By Raïssa Robles
For the record, Imelda Marcos told Philippine Daily Inquirer last Sunday, she has only 200 pairs of shoes.
Imelda Marcos is trying to erase her shoes from world history.
Type the phrase “Imelda shoes” on the Web search engine Google and you instantly get over two million entries.
Last Sunday, the Queen of Shoes was asked by Inquirer’s lifestyle section “Playtime”:
For the record, how many pairs of shoes did they discover in Malacañang?
They were lying because when finally Marikina was asking for the shoes in Malacañang, it was less than 200. Sabi ko [I said], “Somebody must have worn it. Somebody who stayed in Malacañang must have worn it.” Of course, Mrs. (Corazon) Aquino said, “I was not the one because my size is 6, not 8.”

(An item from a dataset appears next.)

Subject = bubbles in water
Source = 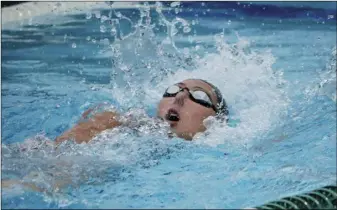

So it was not 3,000 pairs.
Imelda Marcos emphatically replied:
Lie. Only 200 pairs. I had more panties than shoes. It’s true. I wore black panties. They displayed it and it was good all my panties were black. I had thousands of it.
I wonder if the Queen of England has that many panties, or for that matter Bill Gates’ wife. They could certainly afford to wear and throw black undies all the days of their life.
But I digress.
In a book detailing its history entitled A Gold Record, SGV lists the counting of Imelda Marcos’ shoes as among its proud accomplishments.
SGV actually counted each pair. It counted 3,000 pairs in all. This is not a rumor. It’s a fact – 3,000 pairs in all.
My copy of the book was sent to me by SGV founder Washington Sycip when I was doing a profile of him for Asiaweek magazine. He thought it would help me understand the company he had built from the ground up.
I scanned the entry on the shoes in the SGV book. Here it is:
I personally saw Imelda Marcos’ shoes in the basement of her bedroom in Malacañang Palace the day after she had fled from there together with her family. I saw that many of them were foreign luxury brands.
I saw the shoes with the flashing disco lights. They were like a grown-up version of what my son used to wear as a toddler. You know, those shoes with winking lights at the bottom.
This is how Imelda Marcos’ shoes were displayed on racks:
I know that deep down inside, many women want to own many, many pairs of shoes of various colors and style.
But even by international standards, 3,000 pairs is way beyond tacky.
It would have taken Imelda Marcos over eight years to wear them all, one pair at a time, provided she didn’t add anymore to her collection.
A Time magazine essay pointed out the moral lesson of her shoe obsession shortly after the Marcos downfall:
The parable of Imelda’s shoes has something to teach. She could never wear them all. Nor could the Marcos family, one suspects, manage to spend the billions of dollars they plundered from the Philippines.
The Marcos plundering seems ultimately a cheerless affair, covert though sometimes ostentatious, avaricious though often prodigal. Christ said, “If thou wilt be perfect, go and sell that thou hast, and give to the poor, and thou shalt have treasure in heaven.” Marcos did not wish to wait. He turned Christianity upside down. He took nourishment from the mouths of the poor and transformed it into his treasure on earth. Such venality is not a matter of either Freud or metaphysics. It is just a brutal habit, the crocodile reflex of a man too long in power. It is a subdivision of the banality of evil.